As the tide turned in its favour in the last financial year, Petronet LNG saw a good year both in terms of volumes and profitability. The renegotiated RasGas prices, which made imported gas competitive, boosted demand. The decline in domestic gas production further helped Petronet, which gets its revenues by largely importing gas and marketing it in the country. Continued capacity expansions also proved handy; it enabled Petronet double its net profit to Rs 1,235 crore in the first nine months of FY17. The March quarter is also expected to be robust. Not surprisingly, the Petronet stock recently scaled its all-time intra-day high of Rs 453.65. It closed at Rs 430.40 on Thursday, a gain of 63% in one year.
The outlook remains firm and there could be more gains ahead, as first, the demand for LNG (liquefied natural gas) remains strong. Second, Petronet is seeing gains from expanded capacities providing a volume boost. In fact, the company is planning more expansions which will accrue benefits till FY20.

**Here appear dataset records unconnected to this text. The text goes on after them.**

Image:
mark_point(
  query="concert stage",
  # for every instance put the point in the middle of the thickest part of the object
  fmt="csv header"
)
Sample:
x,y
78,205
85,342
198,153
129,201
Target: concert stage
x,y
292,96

LNG prices have also declined further over the past few weeks as supply outages in Australia have subsided. As production ramps up further in Australia and the US, more supplies are anticipated in FY18, which could add further pressure on LNG prices, a demand enabler. LNG prices have already declined to $5.2 per mmbtu (million British Thermal Units) from $9 per mmbtu at the start of 2017; current spot LNG prices are comparatively lower then Brent crude, which makes LNG more competitive than fuel oil, say analysts at Ambit Capital. Global demand-supply trends suggest LNG prices could face further downward pressure in FY18 which should boost off-take with industrial, consumer and refinery/petchem leading the next wave of demand over FY17-20, they say.
As LNG demand grows, Petronet is also increasing its capacities. It commissioned five million tonnes per annum (mtpa) capacity in October 2016 and another 2.5 mtpa LNG capacity at Dahej in Gujarat is expected in FY19. The five mtpa LNG capacity at Gangavaram in Andhra Pradesh is expected to come on stream by FY19/20. For the five mtpa Kochi terminal which remains underutilised currently, volume boost of 0.5 mtpa is expected from the second half of FY18 as Bharat Petroleum’s Kochi refinery expansion will be completed by the end of the June quarter. Also, another 1.5-mtpa demand boost will kick in from FY20 as the Kochi-Mangaluru pipeline comes on stream by FY19-end.
Analysts at HDFC Securities see volumes at the Dahej unit growing from 12.5 mtpa in FY17 to 16.5 in FY18. For the March quarter, Dahej’s volumes are seen growing 10% year-on-year (y-o-y) and regasification margins by 5% y-o-y. Analysts at Nomura estimate the company’s profits in the March quarter to increase by 60% y-o-y. They expect 98% capacity utilisation of 15 mtpa expanded Dahej capacity as the Kochi utilisation remains low.